The use of virtual care has been associated with supporting and providing tertiary consultations in ambulatory settings. Consumers and health care providers across Victoria have benefited from the increased flexibility and service choice made possible through virtual care.

Implementing virtual care requires a commitment to innovate, challenge current practice and explore all delivery possibilities using available technology as the tool. It is expected that, as a system, there will be a need to overcome barriers and enhance system enablers as services adapt to new ways of practice. To date, the adoption of virtual care has delivered many benefits to consumers, healthcare providers and organisations. Notably, these benefits include the capacity for virtual care to be cost-effective, improve clinical outcomes via consumers to access care near to real-time and a convenient alternative to the more traditional face-to-face healthcare, professional advice, and education.

Virtual care is part of a connected patient journey that may move between face-to-face care and virtual care in a manner that is clinically safe, and acceptable to both patient and provider. Clinical governance models apply equally regardless of environment and should not be any different to services provided within a bricks and mortar facility or through virtual medium.

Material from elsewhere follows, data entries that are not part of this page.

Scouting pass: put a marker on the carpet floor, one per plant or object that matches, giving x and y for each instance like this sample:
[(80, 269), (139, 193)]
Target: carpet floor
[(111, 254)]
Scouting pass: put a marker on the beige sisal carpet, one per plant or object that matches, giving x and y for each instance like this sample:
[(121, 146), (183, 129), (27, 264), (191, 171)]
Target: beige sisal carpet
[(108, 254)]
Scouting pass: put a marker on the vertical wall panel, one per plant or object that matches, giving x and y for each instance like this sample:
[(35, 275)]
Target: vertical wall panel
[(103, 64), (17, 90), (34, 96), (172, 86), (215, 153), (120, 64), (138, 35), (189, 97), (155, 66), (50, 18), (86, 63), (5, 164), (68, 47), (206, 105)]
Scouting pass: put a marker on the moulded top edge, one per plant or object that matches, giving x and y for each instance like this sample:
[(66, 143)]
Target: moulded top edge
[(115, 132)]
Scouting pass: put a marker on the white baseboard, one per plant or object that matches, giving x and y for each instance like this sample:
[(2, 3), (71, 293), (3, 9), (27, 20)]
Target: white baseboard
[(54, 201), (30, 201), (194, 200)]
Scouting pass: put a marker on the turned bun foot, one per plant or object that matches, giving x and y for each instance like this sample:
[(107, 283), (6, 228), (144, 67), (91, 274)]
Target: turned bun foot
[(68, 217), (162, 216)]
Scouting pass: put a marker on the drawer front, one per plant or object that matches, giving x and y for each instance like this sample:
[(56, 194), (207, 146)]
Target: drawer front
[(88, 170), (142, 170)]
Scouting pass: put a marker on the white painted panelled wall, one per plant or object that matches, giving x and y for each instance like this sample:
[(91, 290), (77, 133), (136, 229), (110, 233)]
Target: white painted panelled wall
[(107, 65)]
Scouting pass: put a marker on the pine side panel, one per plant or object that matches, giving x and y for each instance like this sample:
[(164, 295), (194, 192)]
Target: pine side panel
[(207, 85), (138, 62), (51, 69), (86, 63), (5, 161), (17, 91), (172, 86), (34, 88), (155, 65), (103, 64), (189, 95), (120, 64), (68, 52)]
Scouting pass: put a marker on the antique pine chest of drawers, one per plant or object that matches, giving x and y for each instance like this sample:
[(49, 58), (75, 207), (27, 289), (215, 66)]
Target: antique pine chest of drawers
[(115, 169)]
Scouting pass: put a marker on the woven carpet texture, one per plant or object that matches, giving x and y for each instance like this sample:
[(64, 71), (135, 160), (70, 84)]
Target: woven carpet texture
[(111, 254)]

These benefits will continue to grow as virtual care is further incorporated as part of routine healthcare service delivery in the future.

Benefits of Virtual Care

Virtual care offers many benefits to consumers, their families and carers, clinicians, healthcare providers, and the broader health system. Care delivered via virtual care modalities add value to an existing service, allow a service to be provided where it previously was not available or allow provision of services in a more efficient or effective manner.

Virtual care can assist in addressing some key barriers to equitable access of health care by providing an easily accessed and low-cost mode of service delivery. However, it is important to note that the benefits are not necessarily experienced equally or equitably by all patients.

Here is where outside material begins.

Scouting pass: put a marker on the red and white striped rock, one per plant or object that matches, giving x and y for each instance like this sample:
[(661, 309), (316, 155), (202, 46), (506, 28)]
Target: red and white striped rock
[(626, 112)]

The benefits include 1,2,3:

  • Patient-centered care: greater flexibility of choice for consumers about how and where they receive care and reduced inconvenience and stress through care received closer to home
  • Reduced travel and associated costs for the consumer
  • A safe and low-risk way for clinicians, service providers and consumers (including immunocompromised patients) to continue important health services when requiring physical distancing
  • Reduction in fail-to-attend would provide safety benefits for consumers and clinicians beyond the current pandemic – e.g., winter, flu outbreaks
  • Faster and more equitable access to services, especially for care that might not otherwise be available locally.
  • Care can be provided in socially or culturally safe and supported environments
  • Improved integration and quality of care, e.g., opportunities for multidisciplinary care and inclusion of carers across primary, community and acute care, particularly for people with chronic conditions
  • Less reliance on retrieval services to transfer and transport patients who would have otherwise been required to attend a face-to-face appointment
  • Greater scope for support and reduced professional isolation and capacity building for rural and remote clinicians
  • Where secure information sharing arrangement in place between health services, a ‘load balancing’ capability across the sector, where demand is uneven, clinicians in one health services can support other services under pressure

1Monaghesh E, Hajizadeh A. The role of telehealth during COVID-19 outbreak: a systematic review based on current evidence. BMC public health. 2020 Dec;20(1):1-9.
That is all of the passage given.